“If Mistress Alison will accept my poor protection as far as her father’s house—” says Anthony, coming forward. But half-a-dozen paces away he stopped, frightened, I think, by the look she gave him.
“Liar!” she said, and looked him up and down ere she turned away. She came up to me and laid her hand on my arm, “I am going with you,” she says in a low voice. “I am afraid—that man frightens me. What is it they will do to you, Richard?”
“Shoot me, I expect, cousin,” says I. There was naught to be gained by keeping the truth from her.
She went over to the officer. “Sir,” says she, “you will make me your debtor if you will carry me to Pomfret with you.

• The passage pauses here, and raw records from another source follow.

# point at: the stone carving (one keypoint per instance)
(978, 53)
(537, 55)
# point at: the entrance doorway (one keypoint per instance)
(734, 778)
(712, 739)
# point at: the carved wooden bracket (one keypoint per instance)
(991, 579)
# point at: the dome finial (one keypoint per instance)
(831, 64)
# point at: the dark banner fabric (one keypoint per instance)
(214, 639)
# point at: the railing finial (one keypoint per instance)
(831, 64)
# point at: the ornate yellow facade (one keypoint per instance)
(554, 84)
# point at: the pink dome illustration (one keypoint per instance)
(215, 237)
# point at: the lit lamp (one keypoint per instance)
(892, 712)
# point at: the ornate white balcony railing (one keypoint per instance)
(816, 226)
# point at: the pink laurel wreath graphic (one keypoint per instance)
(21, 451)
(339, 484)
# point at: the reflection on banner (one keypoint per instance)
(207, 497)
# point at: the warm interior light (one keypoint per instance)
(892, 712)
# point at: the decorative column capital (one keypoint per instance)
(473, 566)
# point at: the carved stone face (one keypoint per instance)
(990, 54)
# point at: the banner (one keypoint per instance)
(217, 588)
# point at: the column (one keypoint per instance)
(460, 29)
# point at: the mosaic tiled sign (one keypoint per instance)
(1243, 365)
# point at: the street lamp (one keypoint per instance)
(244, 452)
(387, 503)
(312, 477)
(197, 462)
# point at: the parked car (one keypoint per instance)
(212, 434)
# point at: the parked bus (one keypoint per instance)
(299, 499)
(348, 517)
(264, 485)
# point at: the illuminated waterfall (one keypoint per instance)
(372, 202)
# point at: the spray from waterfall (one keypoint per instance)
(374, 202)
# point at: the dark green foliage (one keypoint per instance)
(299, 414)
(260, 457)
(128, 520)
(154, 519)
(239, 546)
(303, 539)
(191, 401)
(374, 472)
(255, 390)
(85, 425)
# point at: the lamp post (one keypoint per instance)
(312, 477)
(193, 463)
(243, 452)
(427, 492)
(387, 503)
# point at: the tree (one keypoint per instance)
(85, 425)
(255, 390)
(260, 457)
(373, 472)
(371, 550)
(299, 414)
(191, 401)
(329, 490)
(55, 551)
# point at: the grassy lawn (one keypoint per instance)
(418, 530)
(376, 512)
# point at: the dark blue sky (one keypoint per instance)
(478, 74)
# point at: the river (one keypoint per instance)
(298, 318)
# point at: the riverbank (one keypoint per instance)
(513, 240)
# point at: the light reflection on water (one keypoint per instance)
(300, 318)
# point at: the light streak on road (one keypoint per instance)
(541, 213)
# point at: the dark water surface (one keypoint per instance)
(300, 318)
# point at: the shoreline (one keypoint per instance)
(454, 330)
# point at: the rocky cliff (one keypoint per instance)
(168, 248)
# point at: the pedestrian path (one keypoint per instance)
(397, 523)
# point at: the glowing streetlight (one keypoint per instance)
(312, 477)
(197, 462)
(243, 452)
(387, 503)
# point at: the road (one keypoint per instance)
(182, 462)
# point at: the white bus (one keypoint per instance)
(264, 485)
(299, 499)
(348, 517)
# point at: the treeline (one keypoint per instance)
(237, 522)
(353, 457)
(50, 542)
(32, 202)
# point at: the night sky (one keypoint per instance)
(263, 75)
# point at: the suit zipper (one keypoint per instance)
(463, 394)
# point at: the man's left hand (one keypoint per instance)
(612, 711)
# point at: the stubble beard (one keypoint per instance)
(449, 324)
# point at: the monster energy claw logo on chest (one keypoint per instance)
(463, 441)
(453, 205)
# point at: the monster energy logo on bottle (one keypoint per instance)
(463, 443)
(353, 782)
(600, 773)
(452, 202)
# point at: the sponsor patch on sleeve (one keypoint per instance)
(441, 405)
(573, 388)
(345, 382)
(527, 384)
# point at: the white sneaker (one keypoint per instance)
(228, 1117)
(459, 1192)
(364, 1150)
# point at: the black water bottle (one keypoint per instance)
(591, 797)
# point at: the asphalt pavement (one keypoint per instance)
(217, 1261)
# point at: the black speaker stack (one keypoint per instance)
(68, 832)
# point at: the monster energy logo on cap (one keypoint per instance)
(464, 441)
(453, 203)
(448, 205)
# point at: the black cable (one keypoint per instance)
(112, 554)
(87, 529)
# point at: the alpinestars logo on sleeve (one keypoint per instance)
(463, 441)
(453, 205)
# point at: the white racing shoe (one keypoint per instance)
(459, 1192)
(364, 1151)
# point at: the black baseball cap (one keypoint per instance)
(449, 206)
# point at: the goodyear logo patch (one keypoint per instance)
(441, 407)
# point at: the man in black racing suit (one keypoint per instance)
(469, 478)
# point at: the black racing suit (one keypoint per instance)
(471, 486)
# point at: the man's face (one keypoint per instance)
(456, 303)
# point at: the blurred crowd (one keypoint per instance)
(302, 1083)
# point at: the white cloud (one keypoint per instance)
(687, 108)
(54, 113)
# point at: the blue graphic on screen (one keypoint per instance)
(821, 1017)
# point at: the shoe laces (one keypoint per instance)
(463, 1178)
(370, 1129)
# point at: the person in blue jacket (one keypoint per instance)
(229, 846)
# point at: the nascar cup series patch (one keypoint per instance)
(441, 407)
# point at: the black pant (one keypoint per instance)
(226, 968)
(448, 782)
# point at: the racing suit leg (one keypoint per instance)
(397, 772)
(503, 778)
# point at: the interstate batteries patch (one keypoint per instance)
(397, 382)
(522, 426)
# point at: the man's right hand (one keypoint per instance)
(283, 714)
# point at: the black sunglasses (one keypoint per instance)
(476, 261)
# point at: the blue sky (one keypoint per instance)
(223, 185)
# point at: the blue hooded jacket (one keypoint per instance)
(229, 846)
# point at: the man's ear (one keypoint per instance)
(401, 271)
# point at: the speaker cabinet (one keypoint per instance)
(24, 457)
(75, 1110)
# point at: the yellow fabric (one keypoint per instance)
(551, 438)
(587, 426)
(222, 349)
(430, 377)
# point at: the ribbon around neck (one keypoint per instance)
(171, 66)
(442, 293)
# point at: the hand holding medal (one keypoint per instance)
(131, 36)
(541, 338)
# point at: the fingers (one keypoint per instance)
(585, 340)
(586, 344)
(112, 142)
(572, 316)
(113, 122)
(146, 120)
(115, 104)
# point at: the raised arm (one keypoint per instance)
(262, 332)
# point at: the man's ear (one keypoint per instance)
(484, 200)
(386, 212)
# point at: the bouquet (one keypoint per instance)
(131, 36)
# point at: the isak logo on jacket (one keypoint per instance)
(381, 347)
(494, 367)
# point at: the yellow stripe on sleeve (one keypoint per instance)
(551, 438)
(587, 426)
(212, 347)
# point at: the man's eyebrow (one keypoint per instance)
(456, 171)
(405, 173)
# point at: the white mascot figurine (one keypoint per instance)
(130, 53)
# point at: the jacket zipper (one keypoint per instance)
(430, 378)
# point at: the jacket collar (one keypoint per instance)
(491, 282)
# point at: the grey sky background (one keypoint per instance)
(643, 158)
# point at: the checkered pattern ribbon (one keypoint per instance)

I have a mind to go there,” she says, looking hard at him.
The man looked from her to Anthony. “Why, madam,” says he, “sure you are free to do what you please, and I should feel it an honour to give you any assistance, but——”
“You are to go with me to your father’s, cousin,” says Anthony, with a frown on his black face. “It was on these conditions only that I secured your liberty.”
But she paid no more heed to him than if he had been a stone. She still looked at the officer. “Then you will take me with you, sir?” she says.
“Faith, and so I will, mistress,” says he, “if you can make shift to ride on one of my men’s saddles.”
“You are wrong, Captain Stott,” says Anthony Dacre, “I agreed with Sands——”
“Look you, Master Dacre,” says the other, “the young woman is free, and I know naught of your arrangements with Sands or anybody else. And since she asks me for a lift into Pomfret,” he says, “why, she shall have it, and there’s an end.”